De negentiende eeuw kende een reeks jaren waarin het oproer wereldwijd kraaide, de rode vlag der revolutie wapperde zonder – in de meeste gevallen – grote omwentelingen: 1830 (het jaar van de afscheiding van België, dat wel), 1840, 1848 (dat Nederland zijn huidige grondwet bracht). De Commune van Parijs stond in meer dan een opzicht alleen in 1871. Een geëngageerd, gedocumenteerd en ook nog eens mooi geschreven boek over die wereldomvattende opstanden in een tijd zonder radio, televisie of internet, met nauwelijks dagbladpers aan toe, is The age of revolution van Eric Hobsbawm. Het is ook in het Nederlands vertaald, maar dat is alleen nog antiquarisch te vinden.
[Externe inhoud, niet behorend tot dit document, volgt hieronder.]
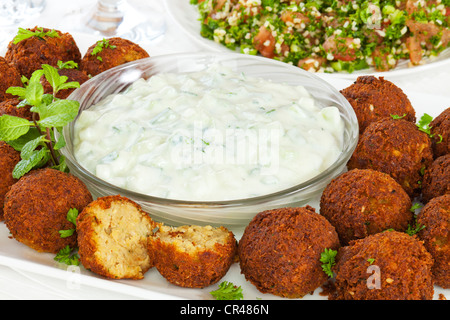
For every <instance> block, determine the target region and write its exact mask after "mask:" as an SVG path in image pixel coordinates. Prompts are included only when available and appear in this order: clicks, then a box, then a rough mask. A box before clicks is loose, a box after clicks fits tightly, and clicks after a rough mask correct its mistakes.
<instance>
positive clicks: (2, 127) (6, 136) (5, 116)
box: [0, 114, 31, 141]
De twintigste eeuw zag de omwentelingen na de wereldoorlogen en de opmerkelijke jaren 1968 en 1989. Hobsbawm zag die jaren van de instorting van het zogenaamde reëel bestaande socialisme als contrarevolutie, daar was hij ouderwets communist voor. Maar de miljoenen op straat in China, Oost-Duitsland, Polen, Tsjechoslowakije en de Oostzeelanden gaven behalve in het eerstgenoemde land wel degelijk de genadestoot aan een systeem dat allang het geloof in zichzelf had verloren.
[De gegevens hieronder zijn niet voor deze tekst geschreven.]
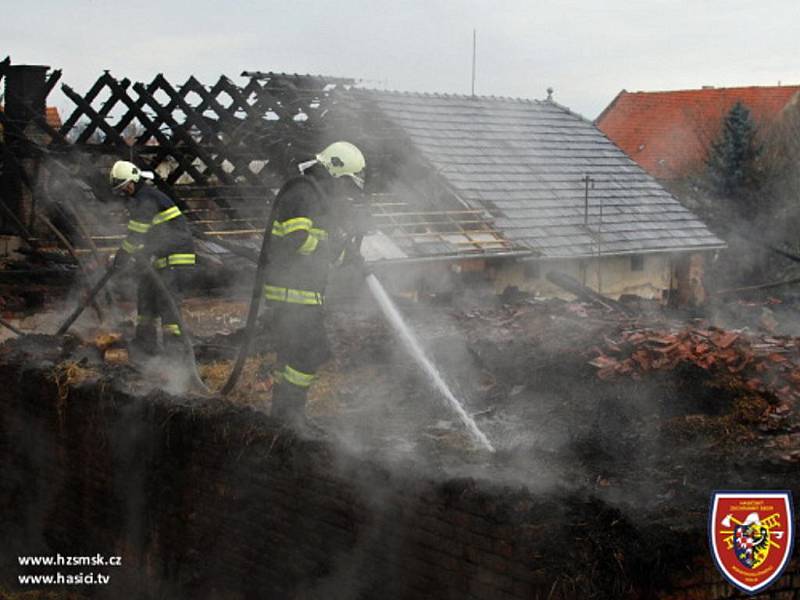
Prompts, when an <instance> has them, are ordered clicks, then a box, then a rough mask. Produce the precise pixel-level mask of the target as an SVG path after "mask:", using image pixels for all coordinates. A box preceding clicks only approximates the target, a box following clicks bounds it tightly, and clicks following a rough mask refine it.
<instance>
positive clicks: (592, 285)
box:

En dan had de eenentwintigste eeuw zijn 2011, met de val van langzittende dictatoren in Tunesië en Egypte, de pleinbezettingen van Spanje en Griekenland, eigenlijk afgekeken van soortgelijke acties in Centraal-Amerika en op hun beurt weer afgekeken in de golf van Occupy-acties. Waar heeft het toe geleid? De opstanden in Libië en Syrië zijn razendsnel overgenomen door de oude koloniale machten (met de VS als nieuwe in de buurt). Spanje en Griekenland kregen nieuwe partijen ter linkerzijde die hun glans grotendeels of helemaal alweer verloren hebben.
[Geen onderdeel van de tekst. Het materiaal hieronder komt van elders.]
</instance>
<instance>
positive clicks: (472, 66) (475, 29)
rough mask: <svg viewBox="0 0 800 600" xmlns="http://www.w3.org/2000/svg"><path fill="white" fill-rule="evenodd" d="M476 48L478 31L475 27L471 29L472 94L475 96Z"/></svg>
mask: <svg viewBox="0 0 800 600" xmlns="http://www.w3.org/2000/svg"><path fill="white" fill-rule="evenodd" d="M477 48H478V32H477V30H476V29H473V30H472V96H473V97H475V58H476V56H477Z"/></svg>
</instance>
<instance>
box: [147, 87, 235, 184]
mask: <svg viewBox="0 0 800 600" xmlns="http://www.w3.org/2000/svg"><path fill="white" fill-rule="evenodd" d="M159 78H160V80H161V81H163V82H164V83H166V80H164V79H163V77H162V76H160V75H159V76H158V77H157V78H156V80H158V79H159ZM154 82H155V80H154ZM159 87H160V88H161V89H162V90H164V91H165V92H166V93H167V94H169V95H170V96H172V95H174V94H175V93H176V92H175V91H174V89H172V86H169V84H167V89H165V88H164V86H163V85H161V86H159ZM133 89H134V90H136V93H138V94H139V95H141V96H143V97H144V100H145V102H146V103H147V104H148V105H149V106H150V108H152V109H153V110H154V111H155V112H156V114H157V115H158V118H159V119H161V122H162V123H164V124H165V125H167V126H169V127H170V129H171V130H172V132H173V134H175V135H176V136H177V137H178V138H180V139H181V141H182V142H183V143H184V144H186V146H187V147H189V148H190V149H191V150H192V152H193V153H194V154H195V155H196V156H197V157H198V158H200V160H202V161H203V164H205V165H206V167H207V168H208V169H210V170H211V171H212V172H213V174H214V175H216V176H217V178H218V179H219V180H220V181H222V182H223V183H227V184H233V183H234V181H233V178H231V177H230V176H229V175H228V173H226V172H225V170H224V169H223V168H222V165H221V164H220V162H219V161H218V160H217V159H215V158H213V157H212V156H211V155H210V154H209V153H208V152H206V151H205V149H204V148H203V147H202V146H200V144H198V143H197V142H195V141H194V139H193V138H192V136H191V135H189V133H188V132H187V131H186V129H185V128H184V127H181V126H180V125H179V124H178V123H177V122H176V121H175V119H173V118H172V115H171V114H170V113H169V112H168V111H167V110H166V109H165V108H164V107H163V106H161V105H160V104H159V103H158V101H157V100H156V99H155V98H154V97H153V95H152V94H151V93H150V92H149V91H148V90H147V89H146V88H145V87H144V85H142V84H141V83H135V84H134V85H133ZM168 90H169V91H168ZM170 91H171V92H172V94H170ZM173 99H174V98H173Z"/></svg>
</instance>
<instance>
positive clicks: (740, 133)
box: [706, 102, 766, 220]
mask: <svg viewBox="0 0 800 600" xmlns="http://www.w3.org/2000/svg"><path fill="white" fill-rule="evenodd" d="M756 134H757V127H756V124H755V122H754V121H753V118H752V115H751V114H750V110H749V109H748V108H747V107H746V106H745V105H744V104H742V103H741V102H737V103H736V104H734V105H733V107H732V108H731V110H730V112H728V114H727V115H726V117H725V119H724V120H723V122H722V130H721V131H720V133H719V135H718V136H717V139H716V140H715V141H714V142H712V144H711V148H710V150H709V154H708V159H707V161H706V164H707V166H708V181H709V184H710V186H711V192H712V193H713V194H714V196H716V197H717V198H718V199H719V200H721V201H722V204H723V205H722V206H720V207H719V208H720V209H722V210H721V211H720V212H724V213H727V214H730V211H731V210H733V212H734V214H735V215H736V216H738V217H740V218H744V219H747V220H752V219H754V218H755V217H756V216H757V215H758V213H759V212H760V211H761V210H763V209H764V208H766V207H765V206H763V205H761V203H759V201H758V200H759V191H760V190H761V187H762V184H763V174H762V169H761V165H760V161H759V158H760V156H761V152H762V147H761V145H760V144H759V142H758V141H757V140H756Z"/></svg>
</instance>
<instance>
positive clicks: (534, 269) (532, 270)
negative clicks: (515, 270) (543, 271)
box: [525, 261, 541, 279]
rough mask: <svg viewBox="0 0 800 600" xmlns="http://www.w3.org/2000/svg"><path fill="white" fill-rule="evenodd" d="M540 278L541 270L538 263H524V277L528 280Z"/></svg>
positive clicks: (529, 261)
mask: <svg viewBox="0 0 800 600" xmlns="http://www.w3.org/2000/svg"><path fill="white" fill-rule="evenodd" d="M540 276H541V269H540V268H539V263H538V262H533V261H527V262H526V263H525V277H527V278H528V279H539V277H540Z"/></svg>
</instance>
Waar zijn we nu? Alsof het over een onafwendbare natuurramp gaat wordt er gezinspeeld op een nieuwe Krach, nog zwaarder dan die van 2008. Het kapitalisme is sterk in het zichzelf als natuur presenteren: regelmatige crises horen er bij en zijn onvermijdelijk. Ook de verwoesting van de natuur zelf is een onontkoombaar natuurverschijnsel – machthebbers roepen net zo gemakkelijk klimaatnoodtoestanden uit en gaan gewoon door met de wanorde van de dag.
Maar dan is er de Fridays for Future-beweging en Extinction Rebellion.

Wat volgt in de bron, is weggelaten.